It is aimed at professionals who have data to transform, but aren't programmers or data science professionals.
Use cases include:
* making a list of all the people in mailing list A that are not in mailing list B
* filtering a log file
* joining two spreadsheets
* renaming, reordering and adding/deleting columns in a table
* reformatting dates
* de-duplicating a postal mailing list
It is desktop software for Windows and Mac, so there is no latency and you don't have to upload sensitive data to a third party server.
At some point we plan to start charging. But the current beta is free until the end of November. And there may be another free beta after that.
We would love to get some feedback. Particularly from people using it to solve real world problems.
Here’s a podcast interview I recently did with OP about his product:
Worth listening to if you are interested in the decisions that go into creating, designing, naming, doing usability testing and promoting a desktop app like Easy Data Transform.
#1. The "Show First 10 Rows" dropdown... nice here would be "Show First 10 MOST FREQUENT Rows" ... helps get a view of the distribution of values
#2. A "Map" transformation - you can give it a list of input values and a list of one more more output values to which the inputs should be mapped.
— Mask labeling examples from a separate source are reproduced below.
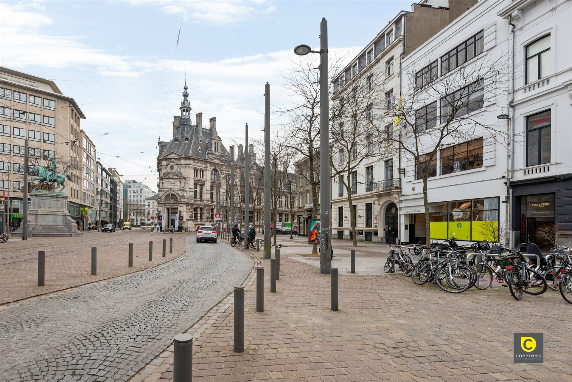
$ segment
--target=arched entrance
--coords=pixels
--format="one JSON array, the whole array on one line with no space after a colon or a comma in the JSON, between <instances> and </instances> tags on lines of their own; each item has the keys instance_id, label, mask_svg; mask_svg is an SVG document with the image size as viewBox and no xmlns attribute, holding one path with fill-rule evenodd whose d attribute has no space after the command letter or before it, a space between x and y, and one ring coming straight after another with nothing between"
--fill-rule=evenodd
<instances>
[{"instance_id":1,"label":"arched entrance","mask_svg":"<svg viewBox=\"0 0 572 382\"><path fill-rule=\"evenodd\" d=\"M397 206L392 203L386 208L386 242L395 244L398 237L399 215Z\"/></svg>"}]
</instances>

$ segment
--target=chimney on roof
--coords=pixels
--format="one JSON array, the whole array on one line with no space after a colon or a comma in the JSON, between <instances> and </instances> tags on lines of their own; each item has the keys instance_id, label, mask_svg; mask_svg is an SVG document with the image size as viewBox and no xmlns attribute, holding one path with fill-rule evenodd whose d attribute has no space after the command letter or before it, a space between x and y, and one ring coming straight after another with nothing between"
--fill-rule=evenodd
<instances>
[{"instance_id":1,"label":"chimney on roof","mask_svg":"<svg viewBox=\"0 0 572 382\"><path fill-rule=\"evenodd\" d=\"M210 133L213 137L216 135L216 117L213 117L209 120L209 125L210 128Z\"/></svg>"}]
</instances>

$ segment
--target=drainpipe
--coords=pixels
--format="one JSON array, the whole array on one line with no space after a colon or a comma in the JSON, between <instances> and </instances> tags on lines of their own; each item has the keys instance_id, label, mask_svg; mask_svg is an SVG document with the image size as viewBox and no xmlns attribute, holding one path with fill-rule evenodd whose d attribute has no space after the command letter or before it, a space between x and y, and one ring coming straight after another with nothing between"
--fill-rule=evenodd
<instances>
[{"instance_id":1,"label":"drainpipe","mask_svg":"<svg viewBox=\"0 0 572 382\"><path fill-rule=\"evenodd\" d=\"M510 101L509 101L509 107L510 108L510 119L509 121L509 126L507 127L507 129L509 133L509 144L510 147L509 148L509 155L510 156L510 160L507 159L507 165L508 166L509 162L510 163L510 171L509 173L509 177L507 178L506 187L509 191L509 207L507 208L507 220L506 220L506 231L509 231L510 229L510 233L507 233L506 236L507 237L505 239L506 244L507 247L513 247L515 244L514 238L513 237L513 233L514 231L513 227L512 219L514 218L514 198L513 195L513 189L510 187L510 180L514 177L514 142L513 141L513 137L514 136L514 105L513 103L514 102L514 30L516 29L517 26L513 23L513 16L510 15L509 16L509 25L512 26L510 33L512 36L512 41L511 46L511 60L512 61L512 70L511 72L511 92L510 92Z\"/></svg>"}]
</instances>

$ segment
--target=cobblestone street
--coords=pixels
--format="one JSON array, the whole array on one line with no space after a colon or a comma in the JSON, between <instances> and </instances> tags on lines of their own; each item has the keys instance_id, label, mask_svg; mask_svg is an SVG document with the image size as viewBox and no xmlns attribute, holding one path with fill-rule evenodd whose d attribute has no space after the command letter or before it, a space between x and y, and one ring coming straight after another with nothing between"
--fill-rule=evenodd
<instances>
[{"instance_id":1,"label":"cobblestone street","mask_svg":"<svg viewBox=\"0 0 572 382\"><path fill-rule=\"evenodd\" d=\"M0 306L0 381L126 380L252 269L244 253L179 237L189 250L153 269Z\"/></svg>"}]
</instances>

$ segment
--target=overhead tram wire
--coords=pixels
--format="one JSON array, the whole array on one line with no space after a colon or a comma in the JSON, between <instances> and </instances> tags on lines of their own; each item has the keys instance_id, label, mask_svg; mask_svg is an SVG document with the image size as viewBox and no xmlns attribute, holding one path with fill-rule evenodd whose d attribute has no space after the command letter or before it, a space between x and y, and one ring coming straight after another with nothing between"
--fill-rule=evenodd
<instances>
[{"instance_id":1,"label":"overhead tram wire","mask_svg":"<svg viewBox=\"0 0 572 382\"><path fill-rule=\"evenodd\" d=\"M165 117L165 109L167 107L167 99L168 98L169 96L168 90L169 90L169 87L171 85L171 77L173 77L173 69L175 67L175 59L177 58L177 49L178 48L179 38L181 37L181 29L182 29L182 21L183 19L185 18L185 10L186 9L186 0L185 0L185 5L183 6L182 9L182 15L181 16L181 25L179 25L179 33L178 34L177 36L177 44L175 45L175 52L173 55L173 65L171 65L171 73L169 75L169 84L167 85L168 92L167 94L165 95L165 103L163 104L163 112L162 114L161 114L161 124L159 125L159 133L157 135L157 136L160 136L161 135L161 129L163 127L163 118ZM186 77L186 73L185 74L185 77ZM185 81L186 81L186 79L185 78Z\"/></svg>"}]
</instances>

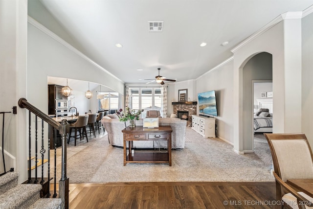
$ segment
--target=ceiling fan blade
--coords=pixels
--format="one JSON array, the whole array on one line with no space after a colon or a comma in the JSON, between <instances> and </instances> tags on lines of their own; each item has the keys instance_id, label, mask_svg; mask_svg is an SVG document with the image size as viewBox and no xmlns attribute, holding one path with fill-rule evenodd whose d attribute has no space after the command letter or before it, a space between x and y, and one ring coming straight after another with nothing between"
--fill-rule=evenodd
<instances>
[{"instance_id":1,"label":"ceiling fan blade","mask_svg":"<svg viewBox=\"0 0 313 209\"><path fill-rule=\"evenodd\" d=\"M146 83L146 84L150 84L150 83L152 83L152 82L154 82L155 81L156 81L156 80L155 79L153 79L153 81L151 81L150 82Z\"/></svg>"},{"instance_id":2,"label":"ceiling fan blade","mask_svg":"<svg viewBox=\"0 0 313 209\"><path fill-rule=\"evenodd\" d=\"M172 81L172 82L175 82L175 81L176 81L176 80L168 79L166 79L166 78L164 78L164 79L163 79L162 80L163 80L163 81Z\"/></svg>"}]
</instances>

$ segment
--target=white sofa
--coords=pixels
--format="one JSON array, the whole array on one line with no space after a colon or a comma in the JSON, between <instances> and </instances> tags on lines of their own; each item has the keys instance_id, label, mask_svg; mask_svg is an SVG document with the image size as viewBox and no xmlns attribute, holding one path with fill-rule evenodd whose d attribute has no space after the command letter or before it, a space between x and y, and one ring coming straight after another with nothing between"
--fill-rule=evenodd
<instances>
[{"instance_id":1,"label":"white sofa","mask_svg":"<svg viewBox=\"0 0 313 209\"><path fill-rule=\"evenodd\" d=\"M129 125L128 121L126 123L119 121L116 114L105 116L101 119L101 123L108 132L110 143L113 146L123 147L123 137L122 130L125 126ZM136 125L142 125L143 119L136 120ZM179 118L160 118L159 125L170 125L172 127L172 148L181 149L185 147L185 132L187 121ZM164 141L135 141L134 142L134 148L158 148L167 147L167 142Z\"/></svg>"}]
</instances>

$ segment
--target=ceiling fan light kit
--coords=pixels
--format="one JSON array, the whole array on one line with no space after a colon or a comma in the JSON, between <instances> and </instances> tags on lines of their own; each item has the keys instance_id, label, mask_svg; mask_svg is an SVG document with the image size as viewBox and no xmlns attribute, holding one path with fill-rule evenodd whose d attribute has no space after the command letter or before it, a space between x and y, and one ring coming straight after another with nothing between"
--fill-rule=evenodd
<instances>
[{"instance_id":1,"label":"ceiling fan light kit","mask_svg":"<svg viewBox=\"0 0 313 209\"><path fill-rule=\"evenodd\" d=\"M164 81L171 81L171 82L175 82L175 81L176 81L176 80L168 79L165 77L163 77L163 76L162 76L161 75L160 75L160 70L161 70L160 68L158 68L157 69L157 70L158 70L158 75L156 75L156 78L155 79L155 78L153 78L153 79L144 79L144 80L153 80L152 81L150 81L149 82L146 83L146 84L149 84L150 83L152 83L154 81L156 81L157 83L159 83L161 85L163 85L163 84L165 84L164 82Z\"/></svg>"}]
</instances>

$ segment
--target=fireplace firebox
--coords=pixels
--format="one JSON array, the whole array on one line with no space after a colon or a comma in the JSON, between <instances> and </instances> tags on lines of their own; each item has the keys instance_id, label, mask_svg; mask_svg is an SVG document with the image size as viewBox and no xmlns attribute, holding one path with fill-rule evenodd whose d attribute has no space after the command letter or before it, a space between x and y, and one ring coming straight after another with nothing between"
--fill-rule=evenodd
<instances>
[{"instance_id":1,"label":"fireplace firebox","mask_svg":"<svg viewBox=\"0 0 313 209\"><path fill-rule=\"evenodd\" d=\"M188 120L188 111L177 111L177 117L183 120Z\"/></svg>"}]
</instances>

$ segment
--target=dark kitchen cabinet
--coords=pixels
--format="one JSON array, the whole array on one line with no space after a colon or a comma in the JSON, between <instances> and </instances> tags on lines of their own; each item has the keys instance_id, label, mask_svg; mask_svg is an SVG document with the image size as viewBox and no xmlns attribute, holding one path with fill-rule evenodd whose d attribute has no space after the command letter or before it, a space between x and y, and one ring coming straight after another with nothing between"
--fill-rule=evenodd
<instances>
[{"instance_id":1,"label":"dark kitchen cabinet","mask_svg":"<svg viewBox=\"0 0 313 209\"><path fill-rule=\"evenodd\" d=\"M62 94L63 87L54 84L48 85L48 115L55 115L56 100L67 100L67 96Z\"/></svg>"}]
</instances>

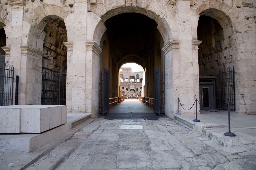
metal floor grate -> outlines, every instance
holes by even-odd
[[[109,113],[106,119],[158,119],[154,113]]]

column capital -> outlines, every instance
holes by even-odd
[[[10,47],[2,47],[2,49],[5,52],[5,55],[10,54],[11,51],[11,48]]]
[[[170,40],[162,48],[162,51],[165,55],[168,53],[173,49],[179,48],[179,40]]]
[[[67,51],[73,51],[73,42],[63,42],[63,44],[67,48]]]
[[[98,56],[102,52],[102,50],[98,46],[95,41],[87,41],[85,43],[86,51],[92,50]]]
[[[192,48],[196,50],[198,49],[198,46],[201,44],[202,41],[198,40],[193,40],[192,41]]]
[[[26,1],[26,0],[6,0],[6,1],[13,9],[23,8]]]
[[[39,50],[30,46],[21,46],[22,54],[29,54],[33,56],[42,58],[42,56],[46,54],[46,53]]]

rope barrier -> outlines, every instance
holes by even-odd
[[[220,110],[217,110],[217,111],[210,111],[210,110],[207,110],[207,109],[206,109],[206,108],[204,108],[204,107],[203,107],[203,106],[202,106],[202,105],[201,104],[200,104],[200,103],[199,103],[199,101],[198,101],[198,100],[197,100],[197,101],[198,102],[198,103],[201,106],[202,106],[202,107],[204,109],[205,109],[205,110],[207,110],[207,111],[209,111],[210,112],[218,112],[219,111],[220,111],[221,110],[223,110],[223,109],[224,109],[224,108],[225,108],[225,107],[227,107],[227,105],[228,105],[228,104],[227,104],[227,105],[226,105],[226,106],[225,106],[225,107],[223,107],[223,108],[222,109],[220,109]]]
[[[192,108],[192,107],[193,107],[193,106],[195,104],[195,101],[196,101],[196,100],[195,100],[195,102],[194,102],[194,104],[193,104],[193,105],[192,105],[192,106],[191,106],[191,107],[189,109],[187,109],[187,109],[184,109],[184,108],[182,106],[182,105],[181,105],[181,101],[180,101],[180,100],[179,100],[179,99],[178,100],[179,100],[179,103],[180,103],[180,104],[181,104],[181,107],[182,107],[182,108],[183,108],[184,110],[190,110],[190,109],[191,109],[191,108]]]

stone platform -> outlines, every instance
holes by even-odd
[[[67,123],[66,105],[0,107],[0,133],[41,133]]]
[[[243,145],[256,144],[256,115],[230,112],[231,132],[234,137],[224,136],[228,132],[228,113],[222,111],[210,112],[200,110],[195,122],[195,114],[174,114],[175,121],[193,131],[198,137],[207,137],[225,146],[231,147]]]
[[[67,114],[67,123],[39,134],[0,134],[0,148],[27,152],[33,151],[69,132],[72,127],[84,121],[91,115]]]

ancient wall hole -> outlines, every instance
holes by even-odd
[[[226,62],[222,28],[216,20],[202,15],[198,28],[198,40],[202,41],[198,46],[199,75],[218,75]]]
[[[2,47],[6,46],[6,35],[3,28],[0,29],[0,56],[4,55],[5,52],[2,49]]]
[[[43,47],[46,54],[43,58],[43,68],[66,73],[67,48],[63,42],[67,42],[67,36],[65,23],[57,18],[47,22],[43,30],[46,35]]]

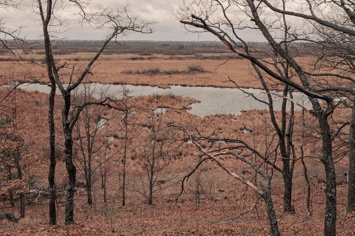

E.g. input values might be "New York", "Peekskill" and "Middletown" which map to "New York State" which can be placed in a new column (like the "If" transform)
You should be able to do this with a pivot, then a sort. But pivot doesn't work with non-numeric values at present. Next release!
>#2. A "Map" transformation - you can give it a list of input values and a list of one more more output values to which the inputs should be mapped. E.g. input values might be "New York", "Peekskill" and "Middletown" which map to "New York State" which can be placed in a new column (like the "If" transform)
You could do that with 'IF'. But I guess that could be a bit verbose and I should perhaps offer a 'Lookup' transform as well. The table lookup has the advantage that the lookup table can be created/modified by Easy Data Transform.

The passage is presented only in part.